In addition to the short-lived nonC-TL described above, NCPs can also be derived from alternative splicing junctions of transposable elements and exons in proteins (19). In some cases these are selectively expressed in cancer and, unlike nonC-TL derived from uORFs, 5′UTRs, and ncRNAs, are apparently long-lived proteins that can be cross-presented and prime an endogenous immune response to this class of NCPs. It will be interesting to see which class of nonC-TL is most effective and whether T cells targeting these long-lived peptides will represent a more exhausted pool of T cells as compared with the short-lived nonC-TL.
As tumor-specific nonC-TL are identified, vaccine strategies should be developed and trials initiated. In acute myeloid leukemia (AML), Ehx and colleagues have already identified 58 AML-specific nonC-TL; approximately one-half represent intron retention (20).They predict that a vaccine with these 58 antigens would provide at least one tumor-specific antigen to 99% of patients with AML. One should expect to see additional reports of nonC-TL that are shared by cancers of the same, and possibly different histologies in the near future.

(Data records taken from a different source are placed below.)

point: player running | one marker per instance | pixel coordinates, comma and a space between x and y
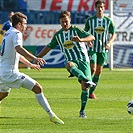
12, 52
100, 26
71, 40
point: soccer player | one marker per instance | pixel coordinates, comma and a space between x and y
12, 52
71, 40
101, 27
6, 25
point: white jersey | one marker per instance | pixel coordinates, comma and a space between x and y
9, 58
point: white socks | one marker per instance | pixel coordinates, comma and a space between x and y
44, 103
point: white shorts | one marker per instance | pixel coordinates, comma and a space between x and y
15, 80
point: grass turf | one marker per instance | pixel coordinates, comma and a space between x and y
20, 112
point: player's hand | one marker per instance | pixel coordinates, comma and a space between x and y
107, 46
35, 66
76, 39
40, 61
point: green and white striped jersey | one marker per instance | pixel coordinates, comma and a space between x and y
100, 28
72, 50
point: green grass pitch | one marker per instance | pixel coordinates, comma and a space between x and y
20, 112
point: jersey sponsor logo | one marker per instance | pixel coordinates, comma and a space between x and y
68, 44
99, 30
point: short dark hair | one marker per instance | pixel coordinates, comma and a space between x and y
18, 17
64, 14
99, 2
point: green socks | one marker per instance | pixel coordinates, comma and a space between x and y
84, 99
95, 79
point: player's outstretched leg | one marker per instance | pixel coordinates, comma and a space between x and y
56, 120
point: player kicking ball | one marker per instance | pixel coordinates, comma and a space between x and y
11, 53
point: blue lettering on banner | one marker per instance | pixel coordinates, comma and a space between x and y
54, 59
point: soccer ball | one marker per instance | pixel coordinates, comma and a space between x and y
130, 107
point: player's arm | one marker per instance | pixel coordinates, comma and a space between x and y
112, 39
22, 51
86, 39
28, 63
44, 51
1, 32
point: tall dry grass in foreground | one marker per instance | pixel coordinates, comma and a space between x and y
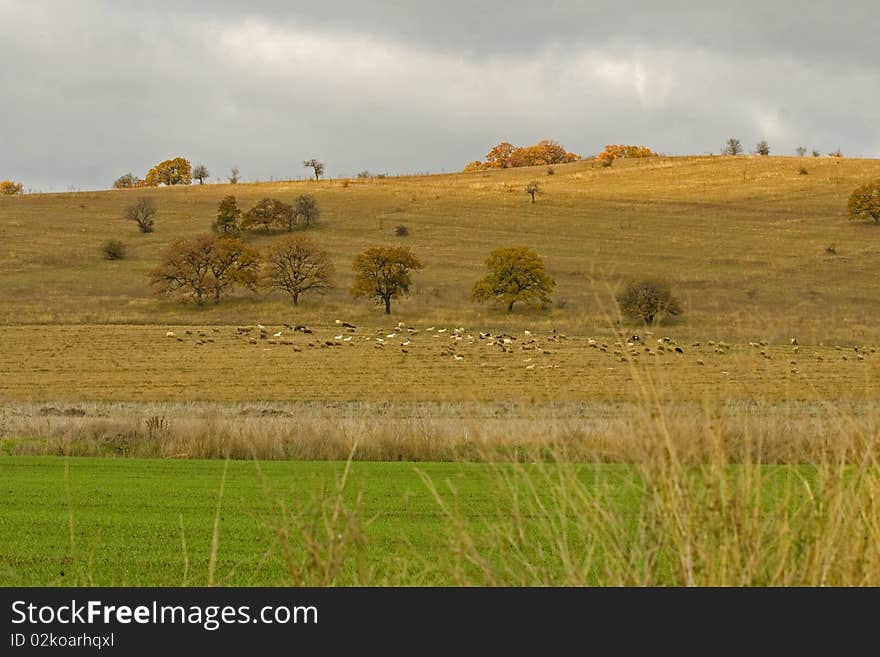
663, 522
766, 432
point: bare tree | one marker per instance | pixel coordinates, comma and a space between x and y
305, 209
384, 273
206, 267
127, 181
143, 213
314, 165
295, 265
733, 147
269, 212
533, 188
200, 172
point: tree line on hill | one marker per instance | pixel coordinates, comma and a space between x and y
179, 171
210, 266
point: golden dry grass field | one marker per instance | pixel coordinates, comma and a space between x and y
607, 459
741, 239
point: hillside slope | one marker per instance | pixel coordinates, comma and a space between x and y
743, 240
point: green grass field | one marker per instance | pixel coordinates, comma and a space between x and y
118, 521
153, 522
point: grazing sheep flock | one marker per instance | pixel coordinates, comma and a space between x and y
539, 350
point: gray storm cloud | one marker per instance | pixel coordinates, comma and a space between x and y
96, 89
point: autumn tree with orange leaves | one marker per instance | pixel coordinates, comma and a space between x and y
507, 156
621, 151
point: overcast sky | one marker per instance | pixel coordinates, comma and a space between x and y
92, 89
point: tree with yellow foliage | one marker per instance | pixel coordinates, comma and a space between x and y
515, 274
384, 273
170, 172
9, 188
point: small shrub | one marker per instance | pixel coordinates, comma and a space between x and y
532, 189
648, 300
10, 188
143, 213
113, 250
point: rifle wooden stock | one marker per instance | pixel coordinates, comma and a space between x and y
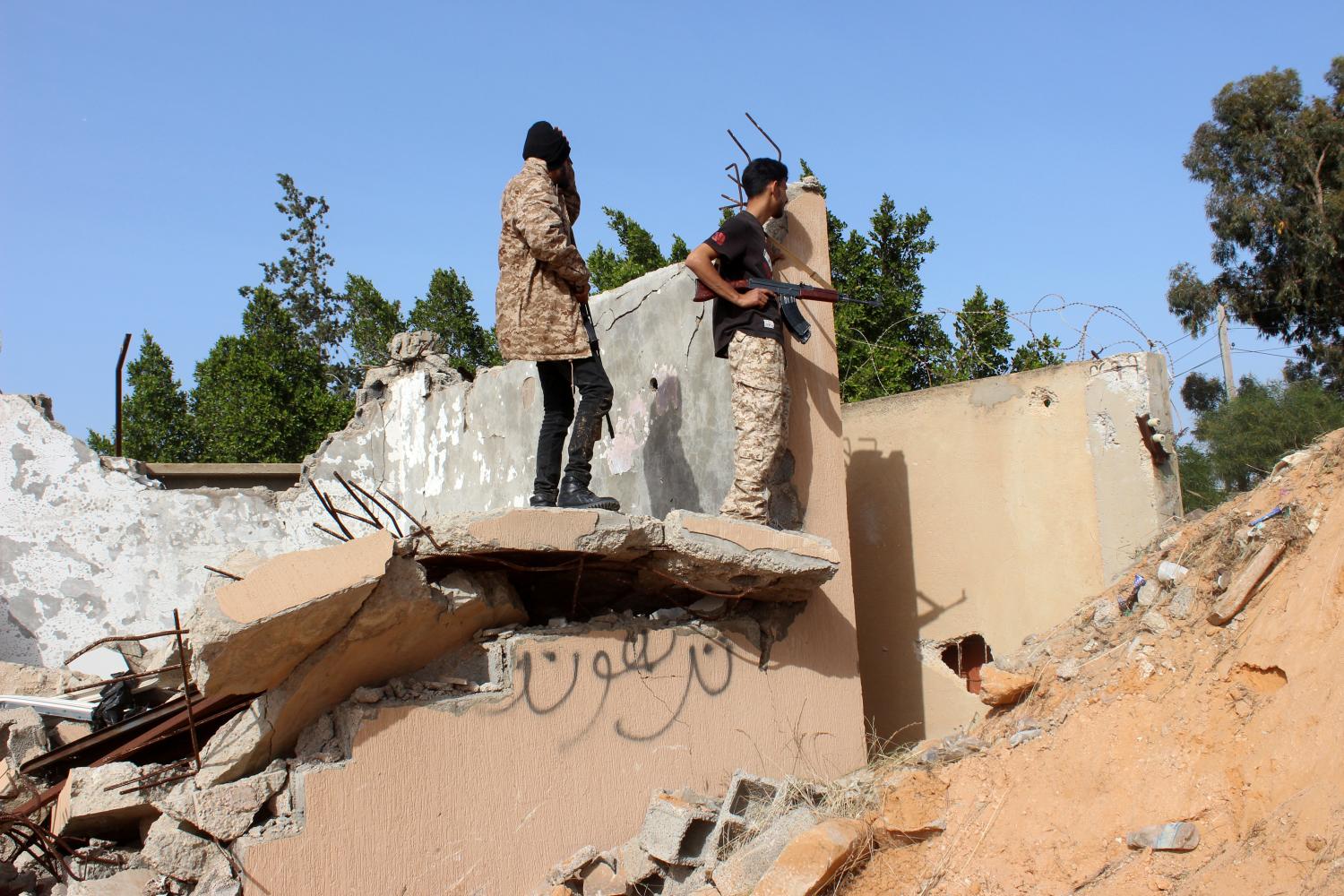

TCR adoptive immunotherapy or the generation of nonC-TL-reactive T cells by IVS and expansion ex vivo, represent two additional strategies that can take advantage of these findings. The preliminary data shown for HLA-A 11.01 suggests that multiple tumor types could be targeted with a single TCR. While it will take some time, it is not unreasonable to expect that clinical adoptive immunotherapy with peripheral blood T cells transduced with three or more TCRs specific for nonC-TL will be attempted. Similar to advances in CAR T cells, these strategies might involve short-term in vitro transduction and reinfusion in 24 to 48 hours. Alternatively, in vivo transduction strategies with these TCRs could also change the landscape of cancer treatment while reducing costs.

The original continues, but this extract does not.